Any good public resources on how to use MemSQL as a plagiarism detector?

mpskovvang · August 30, 2019, 2:54pm

I would like to learn more about MemSQL’s vector features in my research to build a plagiarism detection tool.

My initial thought is to use some word/sentence embedding like word2vec and store these vectors in a table.

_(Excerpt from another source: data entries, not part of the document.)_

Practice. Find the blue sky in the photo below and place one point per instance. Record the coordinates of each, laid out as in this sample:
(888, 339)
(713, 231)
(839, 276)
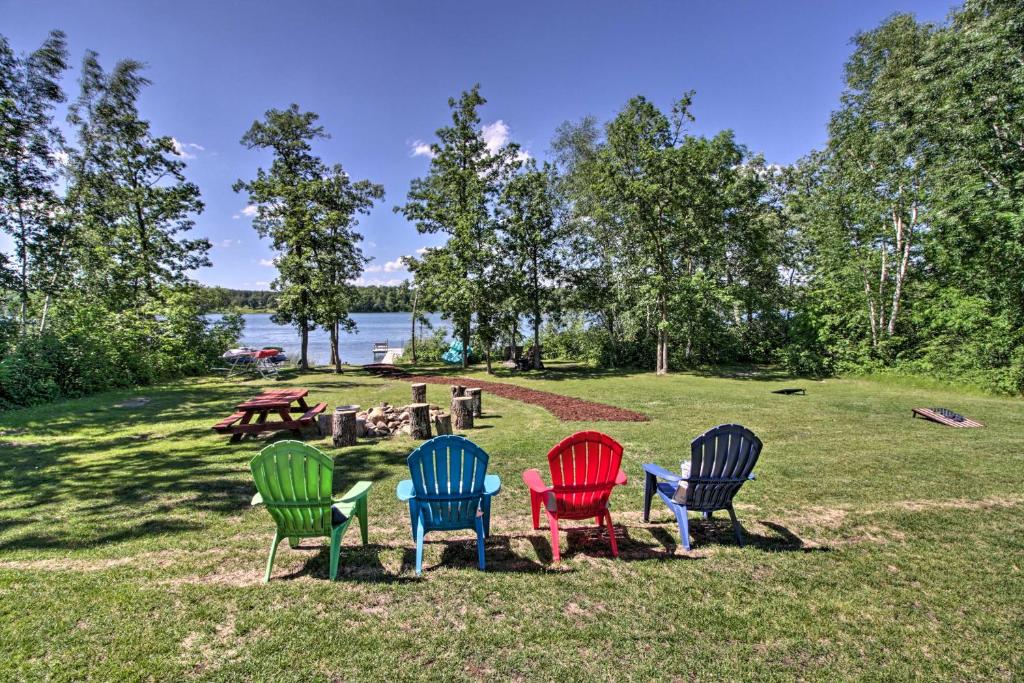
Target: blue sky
(380, 74)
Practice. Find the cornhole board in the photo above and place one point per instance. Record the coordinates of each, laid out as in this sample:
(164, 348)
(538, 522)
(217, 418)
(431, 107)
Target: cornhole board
(944, 417)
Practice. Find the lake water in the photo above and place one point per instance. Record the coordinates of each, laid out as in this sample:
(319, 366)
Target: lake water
(356, 347)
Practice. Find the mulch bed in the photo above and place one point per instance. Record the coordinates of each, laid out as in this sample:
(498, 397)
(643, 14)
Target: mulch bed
(565, 409)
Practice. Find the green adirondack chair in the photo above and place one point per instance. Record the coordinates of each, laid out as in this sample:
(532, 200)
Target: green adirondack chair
(293, 480)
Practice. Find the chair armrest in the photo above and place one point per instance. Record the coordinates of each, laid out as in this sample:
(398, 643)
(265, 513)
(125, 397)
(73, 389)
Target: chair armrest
(357, 491)
(532, 480)
(492, 484)
(662, 473)
(406, 491)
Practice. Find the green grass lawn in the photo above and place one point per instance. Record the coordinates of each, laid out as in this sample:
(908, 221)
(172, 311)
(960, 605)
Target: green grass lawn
(880, 547)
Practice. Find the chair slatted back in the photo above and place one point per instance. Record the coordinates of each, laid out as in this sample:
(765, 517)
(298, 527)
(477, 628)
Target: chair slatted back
(295, 480)
(448, 474)
(584, 467)
(721, 460)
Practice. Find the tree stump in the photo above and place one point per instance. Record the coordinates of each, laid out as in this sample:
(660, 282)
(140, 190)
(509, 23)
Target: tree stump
(419, 420)
(442, 424)
(457, 391)
(325, 424)
(344, 427)
(477, 396)
(462, 413)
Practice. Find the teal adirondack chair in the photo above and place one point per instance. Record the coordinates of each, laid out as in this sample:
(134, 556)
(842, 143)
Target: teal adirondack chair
(450, 489)
(293, 480)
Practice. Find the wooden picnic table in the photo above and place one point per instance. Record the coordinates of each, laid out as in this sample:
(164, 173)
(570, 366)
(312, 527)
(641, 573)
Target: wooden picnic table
(251, 417)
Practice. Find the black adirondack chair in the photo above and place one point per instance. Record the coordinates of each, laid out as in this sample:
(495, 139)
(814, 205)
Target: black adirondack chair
(721, 461)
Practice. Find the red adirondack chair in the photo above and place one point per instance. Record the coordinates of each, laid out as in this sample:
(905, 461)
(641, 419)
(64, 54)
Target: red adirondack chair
(584, 469)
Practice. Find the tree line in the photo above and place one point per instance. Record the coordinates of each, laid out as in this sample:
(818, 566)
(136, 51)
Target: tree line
(898, 245)
(365, 299)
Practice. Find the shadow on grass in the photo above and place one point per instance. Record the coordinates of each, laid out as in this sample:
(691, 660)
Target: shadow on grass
(357, 563)
(718, 531)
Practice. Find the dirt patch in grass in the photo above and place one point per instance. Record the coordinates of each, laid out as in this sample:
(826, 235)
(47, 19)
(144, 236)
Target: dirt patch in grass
(565, 409)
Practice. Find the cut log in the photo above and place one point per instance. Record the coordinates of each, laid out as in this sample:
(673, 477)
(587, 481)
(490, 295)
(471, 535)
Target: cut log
(325, 424)
(344, 427)
(442, 424)
(419, 420)
(477, 396)
(462, 413)
(457, 391)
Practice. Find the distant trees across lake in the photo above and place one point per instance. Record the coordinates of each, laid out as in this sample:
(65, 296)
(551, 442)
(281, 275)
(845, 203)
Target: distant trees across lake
(365, 299)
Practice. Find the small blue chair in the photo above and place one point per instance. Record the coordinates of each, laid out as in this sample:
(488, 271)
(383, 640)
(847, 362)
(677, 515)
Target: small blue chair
(721, 461)
(450, 489)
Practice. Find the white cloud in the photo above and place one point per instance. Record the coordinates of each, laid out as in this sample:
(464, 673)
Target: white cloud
(421, 148)
(182, 148)
(497, 135)
(365, 282)
(389, 266)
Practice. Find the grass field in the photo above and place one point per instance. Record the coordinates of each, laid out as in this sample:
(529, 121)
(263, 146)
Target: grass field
(880, 547)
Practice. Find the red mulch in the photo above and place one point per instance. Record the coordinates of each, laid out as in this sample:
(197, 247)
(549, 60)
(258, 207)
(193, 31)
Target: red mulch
(565, 409)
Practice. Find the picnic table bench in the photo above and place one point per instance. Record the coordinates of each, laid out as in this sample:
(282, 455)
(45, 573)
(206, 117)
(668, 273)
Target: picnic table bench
(251, 417)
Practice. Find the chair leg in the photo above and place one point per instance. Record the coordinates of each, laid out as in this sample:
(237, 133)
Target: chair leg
(553, 522)
(735, 526)
(336, 551)
(361, 509)
(481, 560)
(684, 525)
(486, 516)
(611, 535)
(419, 548)
(649, 484)
(535, 507)
(273, 551)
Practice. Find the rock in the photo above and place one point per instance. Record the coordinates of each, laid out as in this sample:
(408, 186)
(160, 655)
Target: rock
(133, 402)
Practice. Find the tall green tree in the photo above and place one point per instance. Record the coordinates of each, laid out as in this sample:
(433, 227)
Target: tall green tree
(29, 139)
(286, 211)
(457, 198)
(336, 253)
(308, 211)
(531, 245)
(128, 194)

If anyone has some great resources, I would really appreciate a link or just some good pointers. I haven’t been playing with vectors or text embedding yet, but I’m curious to learn.

Thanks!

@Jacky

hanson · August 30, 2019, 5:35pm

You’ve probably seen it, but here’s the documentation for our vector functions: SingleStoreDB Cloud · SingleStore Documentation. It talks about the available functions, and how to insert vectors from an application as binary fields. JSON_ARRAY_PACK can also be used to convert json arrays of floats to vectors, for convenience.

I don’t have anything else more specific to offer. I have heard of one other customer prospect who was going to try to do fuzzy full text search to query a product catalog, using a word vector model from a pre-trained deep neural network like word2vec (not sure which one). The idea was to create a vector for each product description, and convert a set of query words to a vector, then do cosine similarity match with dot_product. That way, if you searched for “cat beds” you still might find “dog beds” (ranked high) even if no cat collars were for sale. The word vectors for a product description or query were to be averaged together (normalized) to form product description vectors of length 1 before the similarity matching.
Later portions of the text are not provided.